Hybridization SequenceLast Bug #13968

Closed
stephenrawls opened this issue Jan 23, 2019 · 7 comments
Closed

Hybridization SequenceLast Bug #13968

stephenrawls opened this issue Jan 23, 2019 · 7 comments

Comments

@stephenrawls
Copy link
Contributor

Description

I am experiencing a crash related to hybridization and the SequenceLast operator.
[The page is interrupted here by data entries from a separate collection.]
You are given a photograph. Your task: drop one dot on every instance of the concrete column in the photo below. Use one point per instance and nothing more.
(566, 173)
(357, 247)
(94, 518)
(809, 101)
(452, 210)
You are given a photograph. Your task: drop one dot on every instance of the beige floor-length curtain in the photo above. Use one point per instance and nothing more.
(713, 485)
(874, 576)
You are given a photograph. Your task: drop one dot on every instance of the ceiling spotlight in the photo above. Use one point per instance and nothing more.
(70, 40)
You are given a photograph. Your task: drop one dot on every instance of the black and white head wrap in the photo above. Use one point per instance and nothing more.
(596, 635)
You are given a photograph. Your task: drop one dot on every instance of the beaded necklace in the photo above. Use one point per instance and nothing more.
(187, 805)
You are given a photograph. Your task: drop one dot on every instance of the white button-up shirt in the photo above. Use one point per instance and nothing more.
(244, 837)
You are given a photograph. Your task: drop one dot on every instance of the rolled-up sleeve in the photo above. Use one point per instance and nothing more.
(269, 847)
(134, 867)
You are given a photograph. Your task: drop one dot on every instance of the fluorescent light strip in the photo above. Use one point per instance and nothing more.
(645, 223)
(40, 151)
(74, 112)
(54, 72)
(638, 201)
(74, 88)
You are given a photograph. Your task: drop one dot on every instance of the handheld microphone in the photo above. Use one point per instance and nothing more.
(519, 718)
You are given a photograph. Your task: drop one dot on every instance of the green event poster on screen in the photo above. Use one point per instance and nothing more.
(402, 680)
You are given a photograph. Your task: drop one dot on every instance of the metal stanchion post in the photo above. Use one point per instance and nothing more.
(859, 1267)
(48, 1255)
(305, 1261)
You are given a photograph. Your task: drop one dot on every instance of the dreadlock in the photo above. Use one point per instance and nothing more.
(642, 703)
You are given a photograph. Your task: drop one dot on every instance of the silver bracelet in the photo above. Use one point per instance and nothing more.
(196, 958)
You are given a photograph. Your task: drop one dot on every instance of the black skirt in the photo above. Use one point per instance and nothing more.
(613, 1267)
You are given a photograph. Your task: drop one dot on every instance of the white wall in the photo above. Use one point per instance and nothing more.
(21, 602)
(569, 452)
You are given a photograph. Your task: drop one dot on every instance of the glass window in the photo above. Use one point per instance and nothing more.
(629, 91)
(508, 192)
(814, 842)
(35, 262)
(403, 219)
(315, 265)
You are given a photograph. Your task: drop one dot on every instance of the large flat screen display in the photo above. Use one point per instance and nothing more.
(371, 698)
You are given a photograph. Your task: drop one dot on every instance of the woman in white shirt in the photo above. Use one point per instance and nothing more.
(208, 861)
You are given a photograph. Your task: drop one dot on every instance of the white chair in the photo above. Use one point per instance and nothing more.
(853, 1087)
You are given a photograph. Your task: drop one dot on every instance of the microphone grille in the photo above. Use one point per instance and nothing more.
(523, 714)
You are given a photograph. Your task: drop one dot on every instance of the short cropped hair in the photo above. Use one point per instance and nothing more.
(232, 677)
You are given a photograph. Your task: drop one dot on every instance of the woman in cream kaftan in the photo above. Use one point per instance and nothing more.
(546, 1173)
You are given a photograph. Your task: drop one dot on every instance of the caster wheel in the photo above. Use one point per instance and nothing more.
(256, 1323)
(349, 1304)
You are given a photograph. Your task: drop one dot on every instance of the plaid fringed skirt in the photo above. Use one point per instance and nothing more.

It is currently consistently crashing for me, but others in team haven't been able to reproduce.

Environment info (Required)

----------Python Info----------
Version      : 3.7.2
Compiler     : Clang 9.0.0 (clang-900.0.39.2)
Build        : ('default', 'Dec 27 2018 07:35:45')
Arch         : ('64bit', '')
------------Pip Info-----------
Version      : 18.1
Directory    : /usr/local/lib/python3.7/site-packages/pip
----------MXNet Info-----------
Version      : 1.3.0
Directory    : /usr/local/lib/python3.7/site-packages/mxnet
Commit Hash   : b3be92f4a48bce62a5a8424271871c2f81c8f7f1
----------System Info----------
Platform     : Darwin-16.7.0-x86_64-i386-64bit
system       : Darwin
node         : dca90487206c.ant.amazon.com
release      : 16.7.0
version      : Darwin Kernel Version 16.7.0: Sun Oct 28 22:30:19 PDT 2018; root:xnu-3789.73.27~1/RELEASE_X86_64
----------Hardware Info----------
machine      : x86_64
processor    : i386
b'machdep.cpu.extfeatures: SYSCALL XD 1GBPAGE EM64T LAHF LZCNT PREFETCHW RDTSCP TSCI'
b'machdep.cpu.leaf7_features: SMEP ERMS RDWRFSGS TSC_THREAD_OFFSET BMI1 HLE AVX2 BMI2 INVPCID RTM SMAP RDSEED ADX IPT SGX FPU_CSDS MPX CLFSOPT'
b'machdep.cpu.features: FPU VME DE PSE TSC MSR PAE MCE CX8 APIC SEP MTRR PGE MCA CMOV PAT PSE36 CLFSH DS ACPI MMX FXSR SSE SSE2 SS HTT TM PBE SSE3 PCLMULQDQ DTES64 MON DSCPL VMX SMX EST TM2 SSSE3 FMA CX16 TPR PDCM SSE4.1 SSE4.2 x2APIC MOVBE POPCNT AES PCID XSAVE OSXSAVE SEGLIM64 TSCTMR AVX1.0 RDRAND F16C'
b'machdep.cpu.brand_string: Intel(R) Core(TM) i7-7660U CPU @ 2.50GHz'
----------Network Test----------
Setting timeout: 10
Timing for MXNet: https://github.com/apache/incubator-mxnet, DNS: 0.0341 sec, LOAD: 0.6150 sec.
Timing for Gluon Tutorial(en): http://gluon.mxnet.io, DNS: 0.0352 sec, LOAD: 0.2739 sec.
Timing for Gluon Tutorial(cn): https://zh.gluon.ai, DNS: 0.0428 sec, LOAD: 0.2802 sec.
Timing for FashionMNIST: https://apache-mxnet.s3-accelerate.dualstack.amazonaws.com/gluon/dataset/fashion-mnist/train-labels-idx1-ubyte.gz, DNS: 0.0420 sec, LOAD: 0.3961 sec.
Timing for PYPI: https://pypi.python.org/pypi/pip, DNS: 0.0305 sec, LOAD: 0.8088 sec.
Timing for Conda: https://repo.continuum.io/pkgs/free/, DNS: 0.0337 sec, LOAD: 0.1836 sec.

I'm using Python

Unfortunately I don't have a minimal reproducible example yet. Every time I try, the bug does not occur in my condensed example.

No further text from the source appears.